Interestingly, the presence of dyslipidemia seemed to be a predisposing factor for the development of CALI. An altered free fatty acid and cholesterol metabolism and storage, as seen in dyslipidemia, could boost the toxic effect of 5-fluorouracil (a component of both FOLFOX and FOLFIRI schemes) on hepatocyte mitochondria30, and possibly contribute to a pro-inflammatory environment leading to steatohepatitis.
The present study shows, on the one hand, the high prevalence of CALI (almost 64%) in patients submitted to chemotherapy for CRLM and, on the other, confirms the notion that CALI is associated with a higher risk of post-operative severe complications and prolonged hospital stay.

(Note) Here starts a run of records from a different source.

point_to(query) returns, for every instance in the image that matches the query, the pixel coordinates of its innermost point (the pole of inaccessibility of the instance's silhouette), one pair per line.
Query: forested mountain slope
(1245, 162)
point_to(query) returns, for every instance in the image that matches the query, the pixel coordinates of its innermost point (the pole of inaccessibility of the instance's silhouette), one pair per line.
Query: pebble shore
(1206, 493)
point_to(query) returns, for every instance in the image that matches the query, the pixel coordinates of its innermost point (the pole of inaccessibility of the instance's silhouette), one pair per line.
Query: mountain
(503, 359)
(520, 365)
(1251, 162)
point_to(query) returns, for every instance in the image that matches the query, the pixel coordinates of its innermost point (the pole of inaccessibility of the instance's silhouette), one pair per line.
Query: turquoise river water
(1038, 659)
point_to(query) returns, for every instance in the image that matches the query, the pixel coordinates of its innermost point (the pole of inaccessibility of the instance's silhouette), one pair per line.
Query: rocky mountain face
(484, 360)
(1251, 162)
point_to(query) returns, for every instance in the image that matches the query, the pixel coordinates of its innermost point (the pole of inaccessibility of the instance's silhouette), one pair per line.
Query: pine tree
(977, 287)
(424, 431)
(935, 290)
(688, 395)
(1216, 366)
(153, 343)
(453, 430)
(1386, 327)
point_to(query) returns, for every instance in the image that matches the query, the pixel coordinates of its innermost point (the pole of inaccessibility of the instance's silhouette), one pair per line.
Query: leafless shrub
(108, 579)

Surprisingly, although ICG-R15 was only marginally correlated to the severity of CALI, it showed to be the best predictor of severe POC. Furthermore, perioperative RBC transfusion rate was significantly higher in patients with an impaired ICG-R15.
In our usual practice for CRLM, we do not consider a pathological ICG-R15 as a contraindication to perform major resections. In a sub-analysis performed considering exclusively major hepatectomies, we found a trend toward a higher incidence of liver failure among patients with a pathological ICG-R15 compared to those with a normal one, but without statistical significance.

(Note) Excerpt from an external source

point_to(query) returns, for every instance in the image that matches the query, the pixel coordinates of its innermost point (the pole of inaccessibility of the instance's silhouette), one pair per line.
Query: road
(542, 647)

These data should be interpreted with caution due to the limited number of events in these groups and a possible problem of underpower, but suggest that parenchymal sparing procedures and a meticulous technical execution should be advisable in patients with a pre-operative ICG-R15 ≥ 10%.
In a retrospective series of 161 patients with CRLM who received pre-operative chemotherapy, the group of Makuuchi31 performed 37 major hepatectomies in patients with an ICG-R15 ≥ 10%, although theoretically assuring at least 60% of the future liver remnant volume by means of portal vein embolization. In this subgroup of patients with marginal liver functional reserve, the authors observed significantly poorer blood test values associated with liver dysfunction, higher amount of blood loss, and significantly higher total morbidity.
We acknowledge some limitations of our study, mainly caused by the retrospective design: first, the rather wide variability between the last chemotherapy cycle and surgery. This could be explained by the fact that more than one-third of our patients presented liver metachronic disease and, for many of them, the last chemotherapy cycle dated back to the end of adjuvant treatment after colonic surgery. It has been documented that, after 2-4 weeks of chemotherapy cessation, ICG values improve gradually32, while histological injury may persist months afterward33.
Another relative drawback is due to the fragmentation of pathological features of chemotherapy toxicity that corresponds to various and often unrelated histological changes, dependent on specific drugs. The synthesis of these features in a single variable (CALI) is arbitrary but, we believe, useful to interpret the impact of liver injury in a clinical setting.